Kassab proíbe sacolas plásticas no comércio a partir de 2012

sacolinhaNa quinta-feira, dia 19, o prefeito Gilberto Kassab sancionou a lei que determina a substituição de embalagens plásticas convencionais, as populares sacolinhas, por opções biodegradáveis no comércio da cidade de São Paulo. O projeto de Lei havia sido aprovado na terça-feira, dia 17, na Câmara Municipal. A medida passa a valer a partir de janeiro de 2012 e quem desrespeitar a regra pagará multa entre R$ 50 e R$ 50 milhões, de acordo com o tamanho e faturamento do estabelecimento.

Antes mesmo da votação do projeto, a reportagem da Folha percorreu a região e descobriu que alguns supermercados já trabalham com alternativas para reduzir o uso deste tipo de material em suas lojas.
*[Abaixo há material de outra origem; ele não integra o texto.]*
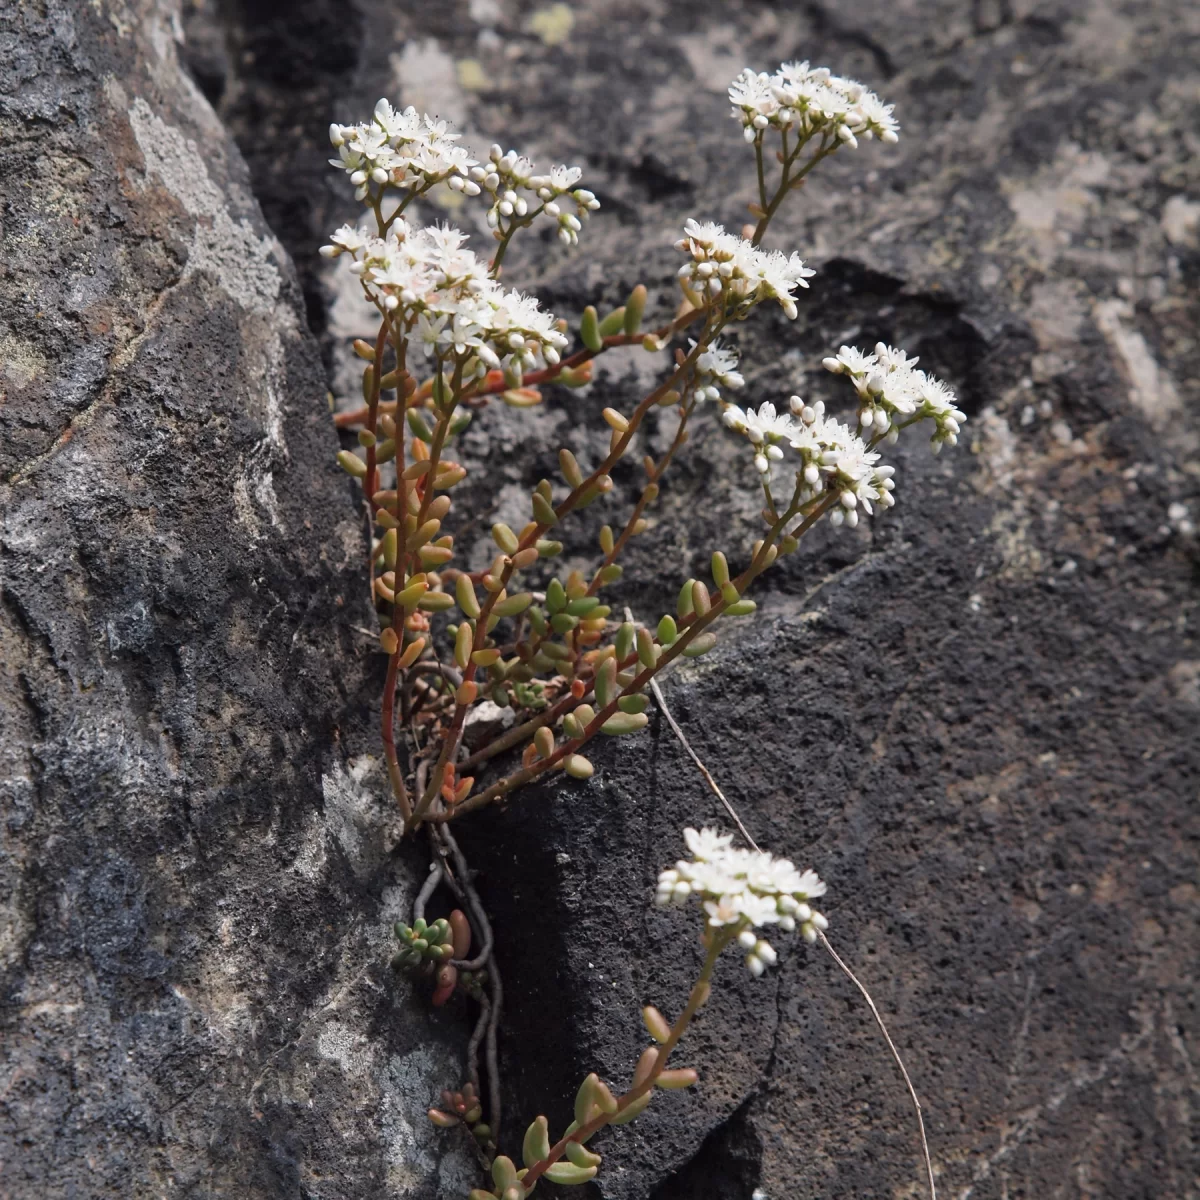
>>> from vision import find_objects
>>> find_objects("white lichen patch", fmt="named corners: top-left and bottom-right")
top-left (253, 470), bottom-right (284, 532)
top-left (289, 810), bottom-right (328, 881)
top-left (389, 40), bottom-right (468, 126)
top-left (381, 1043), bottom-right (474, 1195)
top-left (127, 98), bottom-right (281, 314)
top-left (316, 1019), bottom-right (374, 1077)
top-left (0, 332), bottom-right (50, 390)
top-left (321, 756), bottom-right (391, 879)
top-left (231, 473), bottom-right (260, 538)
top-left (1092, 298), bottom-right (1184, 431)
É o caso do Walmart e do Yamaushi, que apesar de ainda utilizarem as sacolinhas, oferecem outras opções aos fregueses.

O hipermercado Walmart lançou no final de 2008 um programa que garante descontos aos clientes que não utilizarem as sacolas plásticas. O valor que a empresa pagaria por cada unidade do material (R$ 0,03) é revertido em crédito para quem optar por um recipiente reutilizável. A ideia já está em vigor em todas as lojas da empresa no Nordeste e no Sul do país e como projeto piloto em algumas unidades de São Paulo. Outra opção que está disponível em todos os mercados da rede é a venda por R$ 2,50 de uma sacola biodegradável, feita em algodão cru e com capacidade para suportar 35 quilos.

O Supermercado Yamauchi também aderiu à comercialização de sacolas reutilizáveis para reduzir o uso das sacolinhas plásticas. Nas unidades da rede o cliente pode comprar o produto por R$ 2,90. Segundo o gerente da unidade da rua José Zappi, o programa vem recebendo boa adesão por parte dos consumidores.

Clientes aprovam a ideia

Apesar de não serem distribuídas de forma gratuita, as sacolas biodegradáveis têm apoio de boa parte dos clientes dos supermercados. “Eu já comprei duas destas sacolas do Walmart. Vale muito a pena. São mais resistentes, mais praticas de carregar e não agridem o meio ambiente. Mas acho que essa moda só vai pegar mesmo quando não derem mais a opção de usar as sacolas plásticas”, comenta a esteticista Denise da Rocha Castro.

O vendedor Carlos Rodrigues já achou outra solução para evitar a utilização das sacolinhas. “Eu nunca gostei de usar esses sacos plásticos dados pelos mercados. Cada vez eles são mais frágeis e estouram por qualquer coisa. Sempre procuro levar uma caixa ou até mesmo uma sacola de feira. Aprovo e muito essa lei para proibir os comerciantes de distribuírem essas sacolinhas. Elas agridem o meio ambiente, pois demoram séculos para se desintegrar”, ressalta.

Vale ressaltar, que a lei aprovada pelos vereadores, a princípio, não contempla feiras livres e sacolões, que poderão continuar utilizando as sacolas plásticas, já que o projeto libera a venda nos comércios de produtos a granel, ou seja, por quilo, por litro ou por quantidades fixas, como dúzias e centos.